What exactly is the performance problem with TCP?

What exactly is the performance problem with TCP?

Overview

The performance issue of TCP is essentially a trade-off between fairness and efficiency.

The core of TCP's reliable transport layer is three-fold:

(1) Confirmation and retransmission (can already meet the "reliability" requirement, but may have performance issues)

(2) Sliding window (also known as flow control, to improve throughput, make full use of link bandwidth, and prevent the sender from sending too slowly)

(3) Congestion control (preventing network link overload from causing packet loss and preventing the sender from sending too fast)

  • The sliding window focuses on flow control from sender to receiver.
  • Congestion control focuses more on flow control at the entire network (link) level

The sliding window and congestion control constrain each other, allowing the sender to automatically adjust the sending rate from a global perspective of the network link. From this perspective, the significance of TCP to the entire network has exceeded the "transport layer".

Congestion Control

Compared with the sliding window, congestion control has a more comprehensive perspective and takes into account all hosts and routers in the entire network link, as well as related factors that reduce network transmission performance.

Since congestion control has to consider so many factors, it is inevitable that there will be so-called "performance issues" in certain scenarios. Let's analyze them in detail below.

1. Slow start

Slow start itself will not cause performance problems, because during slow start, cwnd (congestion window size value) increases exponentially, so "slow start" is not actually slow. We have already talked about this in the previous TCP congestion control implementation principle article.
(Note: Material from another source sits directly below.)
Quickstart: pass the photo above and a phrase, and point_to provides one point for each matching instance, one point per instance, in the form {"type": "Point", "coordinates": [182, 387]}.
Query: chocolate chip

However, in certain scenarios (such as HTTP), slow start will increase the number of round trips for data transmission.

Here we take Linux as an example. After kernel 3.0, Google's suggestion is adopted to initialize cwnd to 10 MSS, the default MTU is 1500, and the MSS is 1460. Then, the total amount of TCP data (Segment) sent for the first time is:

By default, the ssthresh value is 65 KB, which is the threshold for entering the congestion avoidance phase from the slow start phase.
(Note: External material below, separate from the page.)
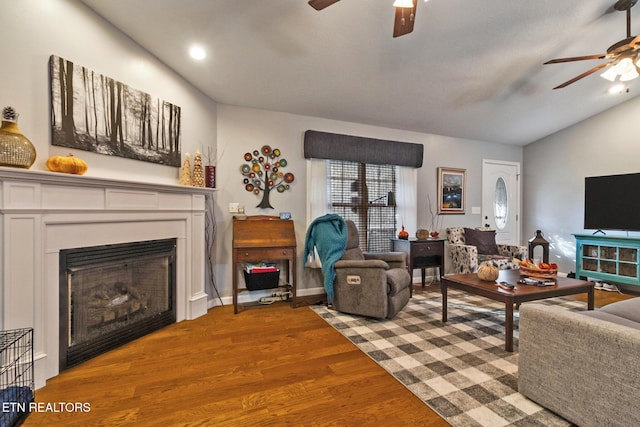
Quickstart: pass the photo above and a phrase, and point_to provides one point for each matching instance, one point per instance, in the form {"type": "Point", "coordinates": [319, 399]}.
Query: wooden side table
{"type": "Point", "coordinates": [422, 254]}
Let's randomly visit the homepage of a website (such as stackoverflow.com). Here we take the size of the HTML text data on its homepage (68.8 KB) as an example to illustrate the performance impact of slow start on the server sending response data.

  • The total amount of data sent for the first time is: 14 KB
  • After 1 RTT, cwnd doubles
  • The total amount of data sent the second time is: 28 KB
  • After 1 RTT, cwnd doubles again
  • The total amount of data sent for the third time is: 56 KB

After 3 sends, 14 + 28 + 56 = 98 KB, the home page html text data transmission is completed, and a total of 3 round trips have been experienced.

After the web page resources are loaded, other resources/data are rarely loaded. However, at this time, cwnd is just close to the ssthresh threshold.

Suppose we eliminate the slow start phase and start the transmission at full speed, sending a total of 65 KB of data in the first transmission. Then, we only need to go through 2 round trips to complete the data transmission.

2. Congestion occurs (packet loss)

In the congestion control algorithms based on packet loss (such as Reno, Cubic, and NewReno), it is believed that once packet loss occurs, the network link is congested, so the sender will sharply reduce the sending window or even enter a short waiting state (timeout retransmission).

A 1% packet loss rate does not just reduce the transmission performance by 1%, but may reduce it by 50% or even more (depending on the specific TCP implementation). At this time, an extreme situation may occur: the network spends more time retransmitting lost data packets than sending new data packets, so this is the biggest culprit of the so-called TCP performance problem.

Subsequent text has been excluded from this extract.